Why do people leave us? Why do we hurt the people we love? Why do we engineer our disasters? Why do we look for love in the wrong places? Or even this one: Why would a young gun who just got offered the job of his dreams suffer a nervous breakdown?
I’m not saying that my life would have been some desert of drudgery if I’d taken the gig in Quincy. I suspect I would have gotten sucked into the ambitions of the other young guns around me, and wound up with a good job at some reputable paper.
I certainly would have wound up with a steadier source of income and a lot fewer rejections, not to mention decent health insurance.

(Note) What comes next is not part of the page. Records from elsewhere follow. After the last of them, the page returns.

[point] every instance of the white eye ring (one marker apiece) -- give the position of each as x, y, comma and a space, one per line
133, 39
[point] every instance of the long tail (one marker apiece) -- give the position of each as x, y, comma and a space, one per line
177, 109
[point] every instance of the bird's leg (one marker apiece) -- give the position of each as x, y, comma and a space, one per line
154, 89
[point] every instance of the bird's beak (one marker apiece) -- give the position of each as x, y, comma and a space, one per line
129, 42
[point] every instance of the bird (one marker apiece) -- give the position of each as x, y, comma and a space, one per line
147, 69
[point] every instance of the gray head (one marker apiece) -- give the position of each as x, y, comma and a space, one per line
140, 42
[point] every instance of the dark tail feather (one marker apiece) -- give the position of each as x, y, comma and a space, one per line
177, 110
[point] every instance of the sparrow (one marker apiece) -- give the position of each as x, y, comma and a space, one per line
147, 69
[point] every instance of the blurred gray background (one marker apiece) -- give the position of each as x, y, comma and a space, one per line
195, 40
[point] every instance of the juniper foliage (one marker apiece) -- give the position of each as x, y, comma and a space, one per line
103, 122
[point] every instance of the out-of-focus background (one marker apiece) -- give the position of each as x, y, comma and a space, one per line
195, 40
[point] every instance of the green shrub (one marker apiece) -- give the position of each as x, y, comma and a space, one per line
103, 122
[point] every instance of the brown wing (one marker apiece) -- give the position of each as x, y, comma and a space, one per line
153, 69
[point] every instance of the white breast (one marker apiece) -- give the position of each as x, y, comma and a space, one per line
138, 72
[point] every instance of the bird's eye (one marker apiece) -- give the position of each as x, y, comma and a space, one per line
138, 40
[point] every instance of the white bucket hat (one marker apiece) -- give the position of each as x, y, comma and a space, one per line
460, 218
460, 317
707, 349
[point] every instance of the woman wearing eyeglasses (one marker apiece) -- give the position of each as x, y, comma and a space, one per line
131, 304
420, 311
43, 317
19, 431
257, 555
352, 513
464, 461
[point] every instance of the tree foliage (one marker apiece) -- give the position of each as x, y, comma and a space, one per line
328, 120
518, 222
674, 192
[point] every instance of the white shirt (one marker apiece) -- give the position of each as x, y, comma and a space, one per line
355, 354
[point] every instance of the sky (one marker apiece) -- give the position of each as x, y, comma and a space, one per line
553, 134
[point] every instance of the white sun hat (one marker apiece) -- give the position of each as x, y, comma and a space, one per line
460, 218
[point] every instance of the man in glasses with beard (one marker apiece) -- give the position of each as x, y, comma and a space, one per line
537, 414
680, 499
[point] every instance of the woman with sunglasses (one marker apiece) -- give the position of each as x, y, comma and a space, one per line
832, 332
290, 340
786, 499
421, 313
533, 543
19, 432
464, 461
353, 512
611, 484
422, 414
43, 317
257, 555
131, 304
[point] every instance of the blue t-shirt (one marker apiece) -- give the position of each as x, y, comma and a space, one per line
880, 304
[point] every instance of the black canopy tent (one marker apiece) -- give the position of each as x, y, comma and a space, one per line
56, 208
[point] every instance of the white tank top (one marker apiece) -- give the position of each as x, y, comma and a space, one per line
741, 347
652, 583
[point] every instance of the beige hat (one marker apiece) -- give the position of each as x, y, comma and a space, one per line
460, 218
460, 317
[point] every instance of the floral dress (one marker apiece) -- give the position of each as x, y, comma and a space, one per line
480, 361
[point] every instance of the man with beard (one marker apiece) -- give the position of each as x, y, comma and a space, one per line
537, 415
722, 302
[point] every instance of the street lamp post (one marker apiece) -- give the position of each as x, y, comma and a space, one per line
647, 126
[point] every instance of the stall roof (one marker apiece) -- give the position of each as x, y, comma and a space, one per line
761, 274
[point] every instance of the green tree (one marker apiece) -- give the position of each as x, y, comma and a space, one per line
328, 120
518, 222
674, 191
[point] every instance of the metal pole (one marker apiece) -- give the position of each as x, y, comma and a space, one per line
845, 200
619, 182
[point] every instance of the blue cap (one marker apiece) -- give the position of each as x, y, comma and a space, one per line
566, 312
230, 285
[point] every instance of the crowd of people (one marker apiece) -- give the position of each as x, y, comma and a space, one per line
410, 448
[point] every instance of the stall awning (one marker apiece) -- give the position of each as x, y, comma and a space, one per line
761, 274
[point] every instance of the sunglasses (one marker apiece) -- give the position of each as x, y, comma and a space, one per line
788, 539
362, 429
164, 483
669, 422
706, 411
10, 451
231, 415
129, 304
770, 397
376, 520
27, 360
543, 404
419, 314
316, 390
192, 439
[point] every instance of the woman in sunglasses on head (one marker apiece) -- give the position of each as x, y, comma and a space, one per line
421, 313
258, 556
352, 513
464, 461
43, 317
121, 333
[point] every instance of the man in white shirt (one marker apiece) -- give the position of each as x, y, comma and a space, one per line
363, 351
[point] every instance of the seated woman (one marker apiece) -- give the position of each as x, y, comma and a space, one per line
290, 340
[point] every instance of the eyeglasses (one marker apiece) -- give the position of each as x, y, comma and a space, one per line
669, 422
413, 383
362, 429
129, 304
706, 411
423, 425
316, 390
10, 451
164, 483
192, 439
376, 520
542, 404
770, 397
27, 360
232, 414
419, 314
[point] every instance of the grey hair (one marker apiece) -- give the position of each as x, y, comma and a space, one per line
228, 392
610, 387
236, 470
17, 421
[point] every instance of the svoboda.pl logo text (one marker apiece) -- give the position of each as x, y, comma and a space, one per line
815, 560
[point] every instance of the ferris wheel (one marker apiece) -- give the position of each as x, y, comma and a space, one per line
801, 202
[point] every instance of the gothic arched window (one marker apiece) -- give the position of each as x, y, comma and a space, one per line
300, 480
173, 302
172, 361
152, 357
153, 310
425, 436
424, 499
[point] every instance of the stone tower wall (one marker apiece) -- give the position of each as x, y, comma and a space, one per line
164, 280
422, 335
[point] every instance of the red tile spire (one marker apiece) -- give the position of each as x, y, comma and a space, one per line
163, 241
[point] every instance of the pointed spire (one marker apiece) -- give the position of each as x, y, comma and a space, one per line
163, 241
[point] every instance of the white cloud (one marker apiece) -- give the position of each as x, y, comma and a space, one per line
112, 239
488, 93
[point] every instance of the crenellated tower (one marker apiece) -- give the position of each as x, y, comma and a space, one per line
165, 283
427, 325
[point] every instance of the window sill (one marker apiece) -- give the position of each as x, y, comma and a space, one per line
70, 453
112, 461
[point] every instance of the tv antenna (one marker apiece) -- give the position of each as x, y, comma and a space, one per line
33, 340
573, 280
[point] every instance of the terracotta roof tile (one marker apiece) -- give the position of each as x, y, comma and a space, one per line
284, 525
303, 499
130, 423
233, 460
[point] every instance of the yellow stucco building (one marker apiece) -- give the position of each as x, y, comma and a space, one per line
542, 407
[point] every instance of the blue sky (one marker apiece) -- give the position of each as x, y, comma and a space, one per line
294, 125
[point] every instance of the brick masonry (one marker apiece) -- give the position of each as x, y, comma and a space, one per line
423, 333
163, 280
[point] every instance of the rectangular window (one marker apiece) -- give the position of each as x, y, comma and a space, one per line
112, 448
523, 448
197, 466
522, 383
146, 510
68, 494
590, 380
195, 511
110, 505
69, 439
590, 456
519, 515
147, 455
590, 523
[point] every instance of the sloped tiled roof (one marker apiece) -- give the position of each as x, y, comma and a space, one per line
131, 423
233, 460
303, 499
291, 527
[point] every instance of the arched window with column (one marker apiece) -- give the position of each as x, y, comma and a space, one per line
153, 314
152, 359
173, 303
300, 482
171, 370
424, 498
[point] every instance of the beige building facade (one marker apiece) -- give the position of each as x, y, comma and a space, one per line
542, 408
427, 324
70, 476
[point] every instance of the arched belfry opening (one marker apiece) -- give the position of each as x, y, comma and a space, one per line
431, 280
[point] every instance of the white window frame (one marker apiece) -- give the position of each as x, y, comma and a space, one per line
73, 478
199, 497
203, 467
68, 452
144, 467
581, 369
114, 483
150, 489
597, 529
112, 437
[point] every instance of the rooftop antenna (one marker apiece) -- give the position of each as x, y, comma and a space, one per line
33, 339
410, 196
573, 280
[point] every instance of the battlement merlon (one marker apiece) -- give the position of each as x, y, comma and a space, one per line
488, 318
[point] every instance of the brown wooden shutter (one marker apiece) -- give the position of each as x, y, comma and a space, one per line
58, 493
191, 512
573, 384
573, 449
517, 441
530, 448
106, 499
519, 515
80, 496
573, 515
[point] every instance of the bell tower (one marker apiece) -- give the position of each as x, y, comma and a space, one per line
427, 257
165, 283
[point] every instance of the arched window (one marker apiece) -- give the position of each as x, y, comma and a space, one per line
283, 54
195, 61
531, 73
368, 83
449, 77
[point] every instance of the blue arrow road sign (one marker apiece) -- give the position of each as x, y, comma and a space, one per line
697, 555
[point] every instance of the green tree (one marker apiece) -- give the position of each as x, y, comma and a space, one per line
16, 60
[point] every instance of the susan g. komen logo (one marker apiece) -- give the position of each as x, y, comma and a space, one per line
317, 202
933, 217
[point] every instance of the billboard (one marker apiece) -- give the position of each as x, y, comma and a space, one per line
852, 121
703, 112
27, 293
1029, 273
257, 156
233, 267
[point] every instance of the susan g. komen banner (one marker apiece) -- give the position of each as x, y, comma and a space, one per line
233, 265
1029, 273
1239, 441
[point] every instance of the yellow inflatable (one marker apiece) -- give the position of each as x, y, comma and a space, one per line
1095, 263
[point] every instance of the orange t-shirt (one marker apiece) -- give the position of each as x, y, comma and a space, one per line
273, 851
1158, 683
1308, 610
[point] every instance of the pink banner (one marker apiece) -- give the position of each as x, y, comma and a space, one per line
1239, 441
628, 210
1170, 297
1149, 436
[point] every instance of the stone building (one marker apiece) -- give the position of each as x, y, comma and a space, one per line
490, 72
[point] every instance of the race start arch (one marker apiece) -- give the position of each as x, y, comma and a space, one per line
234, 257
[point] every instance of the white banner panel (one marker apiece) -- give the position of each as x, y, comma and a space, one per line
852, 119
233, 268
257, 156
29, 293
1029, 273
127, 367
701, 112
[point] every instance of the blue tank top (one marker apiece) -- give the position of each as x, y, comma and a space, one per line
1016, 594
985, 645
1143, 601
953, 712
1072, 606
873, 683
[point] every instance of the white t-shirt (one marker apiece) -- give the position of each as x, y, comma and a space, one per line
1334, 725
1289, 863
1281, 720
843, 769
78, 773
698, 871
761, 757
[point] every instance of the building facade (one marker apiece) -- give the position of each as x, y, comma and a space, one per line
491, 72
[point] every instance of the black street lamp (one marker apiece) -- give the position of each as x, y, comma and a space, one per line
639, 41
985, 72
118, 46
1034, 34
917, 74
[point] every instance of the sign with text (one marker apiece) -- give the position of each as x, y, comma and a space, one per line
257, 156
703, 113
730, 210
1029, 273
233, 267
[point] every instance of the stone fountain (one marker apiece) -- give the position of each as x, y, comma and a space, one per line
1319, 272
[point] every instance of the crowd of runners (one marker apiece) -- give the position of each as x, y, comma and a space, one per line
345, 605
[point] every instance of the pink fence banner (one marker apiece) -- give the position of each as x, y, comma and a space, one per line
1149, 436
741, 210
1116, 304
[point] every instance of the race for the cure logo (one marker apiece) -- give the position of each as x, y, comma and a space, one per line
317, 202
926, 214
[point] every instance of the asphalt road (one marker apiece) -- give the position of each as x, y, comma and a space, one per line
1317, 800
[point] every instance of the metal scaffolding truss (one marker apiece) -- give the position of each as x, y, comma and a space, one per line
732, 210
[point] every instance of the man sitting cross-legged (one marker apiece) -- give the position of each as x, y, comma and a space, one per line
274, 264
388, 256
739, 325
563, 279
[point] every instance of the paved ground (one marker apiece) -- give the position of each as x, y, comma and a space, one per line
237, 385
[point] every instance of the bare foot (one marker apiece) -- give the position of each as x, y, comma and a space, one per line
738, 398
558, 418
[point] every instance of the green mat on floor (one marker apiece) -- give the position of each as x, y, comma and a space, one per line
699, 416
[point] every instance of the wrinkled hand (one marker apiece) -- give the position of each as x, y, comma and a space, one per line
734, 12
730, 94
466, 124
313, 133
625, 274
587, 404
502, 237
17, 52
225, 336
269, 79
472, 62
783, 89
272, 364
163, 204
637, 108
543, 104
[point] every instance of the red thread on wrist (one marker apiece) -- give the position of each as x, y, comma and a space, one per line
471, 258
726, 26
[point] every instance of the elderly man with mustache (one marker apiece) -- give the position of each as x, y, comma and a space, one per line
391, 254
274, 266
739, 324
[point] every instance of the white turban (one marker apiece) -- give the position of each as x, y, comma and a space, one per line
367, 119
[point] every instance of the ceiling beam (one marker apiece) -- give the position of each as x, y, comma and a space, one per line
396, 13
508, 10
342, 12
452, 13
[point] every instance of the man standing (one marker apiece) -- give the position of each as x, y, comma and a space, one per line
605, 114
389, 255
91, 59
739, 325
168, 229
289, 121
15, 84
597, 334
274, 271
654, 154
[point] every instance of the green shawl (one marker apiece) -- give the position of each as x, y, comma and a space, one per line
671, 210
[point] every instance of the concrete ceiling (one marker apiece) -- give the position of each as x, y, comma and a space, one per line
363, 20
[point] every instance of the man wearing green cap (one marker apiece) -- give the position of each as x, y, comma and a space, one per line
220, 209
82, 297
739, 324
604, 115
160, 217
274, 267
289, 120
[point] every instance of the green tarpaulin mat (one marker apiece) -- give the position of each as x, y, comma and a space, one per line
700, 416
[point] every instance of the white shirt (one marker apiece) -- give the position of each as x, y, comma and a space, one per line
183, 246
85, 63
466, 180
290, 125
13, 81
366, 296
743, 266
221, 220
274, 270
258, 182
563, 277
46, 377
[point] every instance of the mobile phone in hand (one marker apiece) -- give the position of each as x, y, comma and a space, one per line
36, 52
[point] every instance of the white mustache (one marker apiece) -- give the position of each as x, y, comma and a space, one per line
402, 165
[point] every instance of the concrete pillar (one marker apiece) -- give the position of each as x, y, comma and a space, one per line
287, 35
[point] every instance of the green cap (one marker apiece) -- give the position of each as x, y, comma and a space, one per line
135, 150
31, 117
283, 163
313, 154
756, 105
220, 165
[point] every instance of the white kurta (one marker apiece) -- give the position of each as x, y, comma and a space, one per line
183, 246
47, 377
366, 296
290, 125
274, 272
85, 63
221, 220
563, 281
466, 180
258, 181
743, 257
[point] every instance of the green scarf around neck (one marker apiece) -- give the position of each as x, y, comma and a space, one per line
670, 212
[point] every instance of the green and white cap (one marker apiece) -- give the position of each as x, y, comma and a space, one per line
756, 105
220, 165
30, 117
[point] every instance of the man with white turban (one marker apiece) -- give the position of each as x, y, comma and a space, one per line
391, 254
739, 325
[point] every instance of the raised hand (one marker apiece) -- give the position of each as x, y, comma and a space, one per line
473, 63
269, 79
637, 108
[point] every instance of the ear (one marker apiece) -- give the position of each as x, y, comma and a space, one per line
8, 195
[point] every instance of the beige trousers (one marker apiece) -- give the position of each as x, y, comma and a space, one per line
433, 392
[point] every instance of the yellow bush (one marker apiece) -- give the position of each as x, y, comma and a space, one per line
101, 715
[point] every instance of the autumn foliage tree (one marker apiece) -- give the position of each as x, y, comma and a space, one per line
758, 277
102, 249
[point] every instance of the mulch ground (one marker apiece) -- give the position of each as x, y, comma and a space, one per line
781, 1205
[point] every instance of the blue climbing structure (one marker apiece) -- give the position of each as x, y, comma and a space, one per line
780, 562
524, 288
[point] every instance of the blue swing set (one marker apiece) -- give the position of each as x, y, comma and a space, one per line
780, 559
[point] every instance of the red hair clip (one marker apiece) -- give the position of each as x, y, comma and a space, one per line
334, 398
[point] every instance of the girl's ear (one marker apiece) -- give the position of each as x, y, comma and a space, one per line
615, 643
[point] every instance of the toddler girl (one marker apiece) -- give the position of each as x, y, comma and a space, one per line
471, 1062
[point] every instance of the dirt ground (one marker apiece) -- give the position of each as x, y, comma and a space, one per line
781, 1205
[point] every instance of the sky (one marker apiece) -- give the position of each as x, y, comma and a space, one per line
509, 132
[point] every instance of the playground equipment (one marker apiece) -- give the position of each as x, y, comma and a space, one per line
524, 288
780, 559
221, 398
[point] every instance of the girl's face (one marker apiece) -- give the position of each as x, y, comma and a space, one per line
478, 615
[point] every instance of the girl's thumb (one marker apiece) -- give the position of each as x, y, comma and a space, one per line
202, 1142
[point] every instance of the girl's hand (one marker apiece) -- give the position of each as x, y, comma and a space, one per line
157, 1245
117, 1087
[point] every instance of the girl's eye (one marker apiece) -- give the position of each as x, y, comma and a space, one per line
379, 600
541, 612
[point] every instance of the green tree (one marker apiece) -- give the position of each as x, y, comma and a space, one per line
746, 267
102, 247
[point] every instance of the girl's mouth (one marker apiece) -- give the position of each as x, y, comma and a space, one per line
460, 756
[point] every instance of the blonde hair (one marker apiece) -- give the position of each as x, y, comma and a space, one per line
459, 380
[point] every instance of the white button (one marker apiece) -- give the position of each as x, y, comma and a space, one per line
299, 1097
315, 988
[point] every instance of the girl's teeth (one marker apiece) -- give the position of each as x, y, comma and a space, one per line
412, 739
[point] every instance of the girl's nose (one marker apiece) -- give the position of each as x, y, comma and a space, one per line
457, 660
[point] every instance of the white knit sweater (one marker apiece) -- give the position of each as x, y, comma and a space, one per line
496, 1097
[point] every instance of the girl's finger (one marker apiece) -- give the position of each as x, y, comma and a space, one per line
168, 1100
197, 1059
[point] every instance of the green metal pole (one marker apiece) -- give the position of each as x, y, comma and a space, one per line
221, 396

But I don’t know that I would have found my way to writing fiction if I hadn’t lost my religion, all those years ago, in El Paso. And in that sense, I really wouldn’t have found my calling.
I still think of the city as this beautiful, haunting locale where the first glimmerings of my artistic self emerged from the cocoon of my cosseted youth.
And the landscape has stayed with me for the past three decades. I know this because my debut novel – accepted for publication after 30 years of failed attempts – revolves around immigration and life on the Southern Border.
As I wrote the final pages, I could feel myself returning, instinctually, to the scene I’d witnessed a hundred times in El Paso: those young day maids crossing the Rio Grande at dawn and sneaking into the United States.
Sometimes, when I close my eyes and concentrate, I find myself back in El Paso. I can still feel the cool rain bursting from thunderheads, and smell the creosote. And though I can’t quite see myself at age 22, I know I’m there somewhere, unbearably young and lucky to be in the storm.
Rohan’s closing meditation
GUNATILLAKE: Like Steve, I think about those big junctions in my life a lot. I also think about the little ones. I have two good ideas of what to do with our closing meditation together, but I think I’ll go with the second one. I wonder what would have happened if I’d gone with the other one instead? Oh well, nevermind.
One of the moments I love from Steve’s story was how he talks about the questions posed by journalism and those posed by literature. How he starts in journalism, but moves to literature, to stories, because he wants a different kind of answer.
Let’s do a short meditation inspired by that idea. I’ve not really done anything like it before, so let’s have some fun with it too. And we’ll start with the first question of journalism.
What. Asking what? What is happening? Letting the question “What?” point your attention to what is happening in our experience right now. Maybe it’s a what in the body, a sensation or feeling? Maybe it’s a what in the mind – a thought or mood or vibe? Or maybe it’s a bit of both.
What. What is happening? What is happening? Asking this question is the heart of all mindfulness.
Where? Where? Where are you? Where is your attention? You can explore the question of “Where?” in that way if you like again now. Or, if you like, you can use “Where” to connect your awareness with your environment. To become aware of you as an entity in a space.
Asking the question “Where?” and exploring the answer
How? How do we know what is happening? This thing called awareness, consciousness. Irrespective of what is known, how are things known?
Who? Moving to the existential, as pointed by Steve’s story. If awareness is that which knows, then who are we?
And Steve’s final question, that which led him to literature: Why? What has led to this moment being how it is? Why is this moment like this? Curious about cause and effect. Seeing connections.
Five questions: What? What is happening? Where? Where are we? How? How do we know? Who? And why.
Keep those nearby and you’ll go pretty far in this meditation game.